An attempt is made to interpret the 1979 Iranian Revolution in terms of the emotive experiences of insurrectionaries who made this radical change possible. The study focuses on the street protests that occurred during the 1978 Shiʿa mourning rituals of Muharram, two mass demonstrations that led to the toppling of the Pahlavi regime in February 1979. The chapter makes several arguments about the 1978 Muharram rituals. The most important argument it advances is that the religious commemorative ceremonies involve experiences of emotive orientation that served as motives for revolutionary action. It also argues that the 1978 Muharram rituality was at once strategic and affective action, hence rejecting an assumed functionality of ritual as a vehicle for ideological action. Divided into four sections, the chapter first offers a critical look at a number of scholarly works that, grounded in explanatory models of revolutions, have mostly overlooked the relationship between emotions and religion and, by extension, spontaneity of action in situational context, in the 1979 Revolution.
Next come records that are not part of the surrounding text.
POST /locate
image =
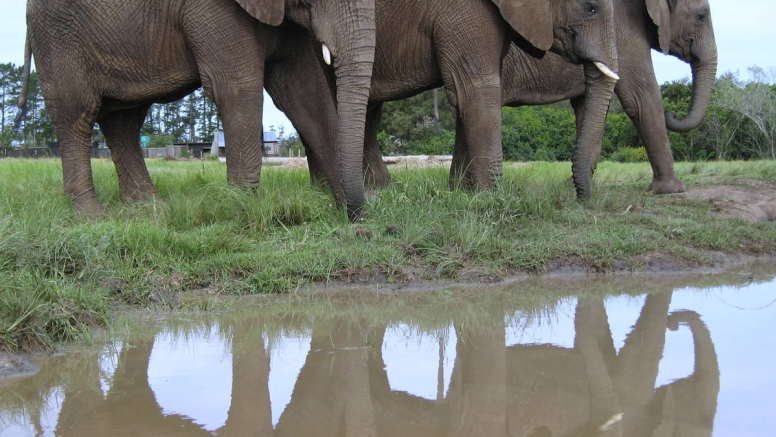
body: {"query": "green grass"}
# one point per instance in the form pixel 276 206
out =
pixel 206 235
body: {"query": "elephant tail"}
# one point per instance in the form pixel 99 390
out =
pixel 22 103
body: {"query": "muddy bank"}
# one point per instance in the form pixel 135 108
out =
pixel 14 366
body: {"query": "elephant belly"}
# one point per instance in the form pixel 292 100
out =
pixel 405 59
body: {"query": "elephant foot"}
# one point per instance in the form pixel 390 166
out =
pixel 88 206
pixel 668 185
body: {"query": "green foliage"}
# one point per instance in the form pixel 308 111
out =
pixel 408 126
pixel 54 263
pixel 528 129
pixel 441 144
pixel 161 141
pixel 630 154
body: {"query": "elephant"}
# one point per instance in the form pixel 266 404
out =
pixel 424 45
pixel 681 28
pixel 106 62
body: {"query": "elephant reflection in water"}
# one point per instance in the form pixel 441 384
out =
pixel 128 409
pixel 523 390
pixel 593 390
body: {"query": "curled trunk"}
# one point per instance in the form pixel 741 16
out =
pixel 353 70
pixel 704 70
pixel 703 74
pixel 590 134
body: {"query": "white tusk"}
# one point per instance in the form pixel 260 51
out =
pixel 612 420
pixel 605 70
pixel 327 56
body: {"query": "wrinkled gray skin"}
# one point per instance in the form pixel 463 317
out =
pixel 106 62
pixel 460 44
pixel 424 45
pixel 681 28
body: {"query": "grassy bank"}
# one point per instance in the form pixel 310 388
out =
pixel 60 274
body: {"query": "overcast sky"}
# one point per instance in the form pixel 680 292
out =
pixel 745 31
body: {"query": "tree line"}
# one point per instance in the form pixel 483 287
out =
pixel 740 123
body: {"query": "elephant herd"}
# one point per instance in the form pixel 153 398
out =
pixel 329 65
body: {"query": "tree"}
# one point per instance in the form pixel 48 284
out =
pixel 755 101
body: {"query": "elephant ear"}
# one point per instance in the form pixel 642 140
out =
pixel 660 12
pixel 532 19
pixel 267 11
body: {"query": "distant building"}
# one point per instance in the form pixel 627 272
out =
pixel 271 144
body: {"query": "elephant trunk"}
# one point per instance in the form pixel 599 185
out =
pixel 704 70
pixel 590 132
pixel 353 70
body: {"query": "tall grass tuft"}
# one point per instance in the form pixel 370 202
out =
pixel 61 273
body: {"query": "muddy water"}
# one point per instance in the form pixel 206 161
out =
pixel 682 356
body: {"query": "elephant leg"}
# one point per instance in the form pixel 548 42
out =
pixel 74 118
pixel 235 87
pixel 460 160
pixel 640 97
pixel 122 134
pixel 297 83
pixel 241 110
pixel 376 173
pixel 473 87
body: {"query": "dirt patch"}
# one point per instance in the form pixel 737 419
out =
pixel 755 202
pixel 418 161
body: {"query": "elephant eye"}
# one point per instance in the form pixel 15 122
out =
pixel 591 9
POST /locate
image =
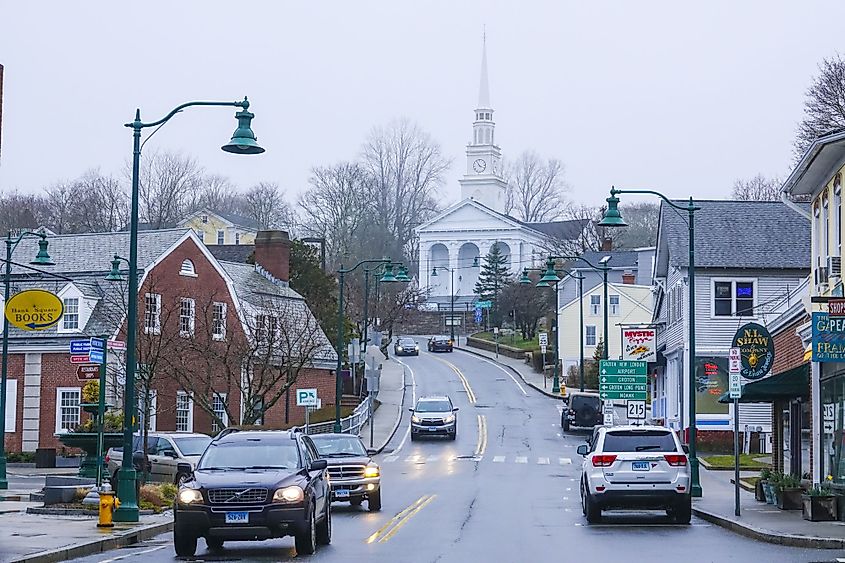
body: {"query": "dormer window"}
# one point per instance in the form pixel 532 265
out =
pixel 187 269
After a brief exposition of the Muharram rituals of 1978, the chapter then shifts attention to Michel Foucault, who visited and reported on revolutionary Iran in 1978–79. The author argues that Foucault’s interpretation of the 1979 Revolution through Marx’s ambiguous notion of religion equally gives importance to religion’s expressive force, not as masking reality but as an emotive release for social change. Foucault’s notion of “inner experience” in describing the Iranian Revolution lies in the nuanced mode of solidarity that affectively performs dissent in the collective will, without which a revolution, “Islamic” or otherwise, would not be possible. Finally, the author briefly explores suffering as affective action.